季節は、桜が咲きみだれる4月。
今日も部屋に閉じこもっている。誰とも関わりたくないから。
一ノ瀬 結(いちのせ ゆい)高二。
今どきの高校生みたいにけしょうもおしゃれもしてないけど、可愛い方だと思う。
私は常に部屋の中にいる。部屋だと1人になれるし、唯一落ち着ける場所だからだ。
私だって、中学生までは普通の学生だった。今の姿になったのは、中学を卒業する頃、ある病におかされてからだ。
若年性アルツハイマーだと診断された。物忘れが激しくて、記憶が曖昧になる病気だ。
話を何度も聞き返してしまう私を心配した母が病院に連れて行ってくれて、初めて知ったのだ。治療法はなく、進行を遅らせるリハビリくらいしかないのだ。私はなんだか、お婆ちゃんになった気分で、恥ずかしくて、誰とも話したくないのだ。

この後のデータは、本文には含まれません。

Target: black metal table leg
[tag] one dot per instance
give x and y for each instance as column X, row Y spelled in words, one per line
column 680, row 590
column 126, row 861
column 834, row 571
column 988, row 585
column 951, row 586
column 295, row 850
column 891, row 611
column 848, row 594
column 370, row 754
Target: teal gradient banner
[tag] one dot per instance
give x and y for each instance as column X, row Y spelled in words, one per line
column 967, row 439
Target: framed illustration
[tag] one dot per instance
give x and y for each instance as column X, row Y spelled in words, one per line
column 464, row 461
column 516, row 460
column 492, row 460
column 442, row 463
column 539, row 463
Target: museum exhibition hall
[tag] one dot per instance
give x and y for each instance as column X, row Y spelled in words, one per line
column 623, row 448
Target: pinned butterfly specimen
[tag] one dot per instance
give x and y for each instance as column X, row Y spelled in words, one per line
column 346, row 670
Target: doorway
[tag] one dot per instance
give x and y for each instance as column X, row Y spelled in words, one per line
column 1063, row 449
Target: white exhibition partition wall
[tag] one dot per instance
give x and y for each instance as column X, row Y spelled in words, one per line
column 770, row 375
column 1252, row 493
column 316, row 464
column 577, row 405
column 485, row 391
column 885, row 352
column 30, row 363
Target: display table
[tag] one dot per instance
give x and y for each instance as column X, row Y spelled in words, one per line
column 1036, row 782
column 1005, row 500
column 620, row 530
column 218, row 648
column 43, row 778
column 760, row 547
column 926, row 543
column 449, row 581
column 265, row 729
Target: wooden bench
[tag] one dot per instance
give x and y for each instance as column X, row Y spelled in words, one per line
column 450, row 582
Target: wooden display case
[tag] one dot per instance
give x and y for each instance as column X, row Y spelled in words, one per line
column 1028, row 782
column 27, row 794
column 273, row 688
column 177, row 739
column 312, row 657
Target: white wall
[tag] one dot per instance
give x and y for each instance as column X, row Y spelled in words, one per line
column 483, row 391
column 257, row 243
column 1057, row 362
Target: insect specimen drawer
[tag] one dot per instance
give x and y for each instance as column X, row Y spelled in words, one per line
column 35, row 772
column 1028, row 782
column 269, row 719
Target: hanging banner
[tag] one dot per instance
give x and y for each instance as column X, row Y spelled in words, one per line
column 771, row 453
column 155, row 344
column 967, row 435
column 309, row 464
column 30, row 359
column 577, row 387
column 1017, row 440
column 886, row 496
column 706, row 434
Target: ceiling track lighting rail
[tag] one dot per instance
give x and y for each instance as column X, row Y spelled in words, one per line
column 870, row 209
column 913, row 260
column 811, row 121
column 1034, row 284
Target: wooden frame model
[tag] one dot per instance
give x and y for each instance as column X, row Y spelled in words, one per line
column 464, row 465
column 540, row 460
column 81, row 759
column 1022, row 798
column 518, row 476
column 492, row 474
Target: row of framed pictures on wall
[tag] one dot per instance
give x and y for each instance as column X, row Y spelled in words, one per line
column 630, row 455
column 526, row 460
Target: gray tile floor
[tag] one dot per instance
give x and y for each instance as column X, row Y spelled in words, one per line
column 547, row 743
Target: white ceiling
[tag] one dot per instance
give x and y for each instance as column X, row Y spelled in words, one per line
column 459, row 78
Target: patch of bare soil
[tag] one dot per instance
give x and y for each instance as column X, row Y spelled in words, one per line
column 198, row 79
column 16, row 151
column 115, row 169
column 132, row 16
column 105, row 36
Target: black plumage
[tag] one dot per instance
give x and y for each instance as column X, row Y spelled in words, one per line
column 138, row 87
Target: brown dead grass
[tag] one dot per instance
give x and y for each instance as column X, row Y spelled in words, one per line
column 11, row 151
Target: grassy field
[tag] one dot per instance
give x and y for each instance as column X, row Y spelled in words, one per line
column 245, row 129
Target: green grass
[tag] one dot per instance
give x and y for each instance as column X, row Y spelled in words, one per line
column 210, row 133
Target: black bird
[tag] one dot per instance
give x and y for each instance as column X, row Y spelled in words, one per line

今では、1時間前のことすら曖昧になる。数年後、親や友達の名前すらおぼえていられなかったらとおもうと、悲しいし、悔しい。
記憶を失ったら、名前を忘れること以上に、友情や愛情まで失ってしまうのだろうか。もしかしたら、自分の名前すら読み書き出来なくなるのかもしれない。そんなの、情けなさすぎる。
これからも、私の記憶はどんどん失われていく。
失うだけの人生に、意味なんてあるの?誰でもいいから教えて、いきて行くことの意味を。
母は言った。
「一緒に乗り越えていこう。」と。
そんなこと、絶対無理に決まってる。
大人はこういう時、嘘をつく。私たちが希望を持つと思っているからだ。
みんなは知らない、私の痛みなんか。
だから…。
傷つくことが怖かったから、人と関わることはやめた。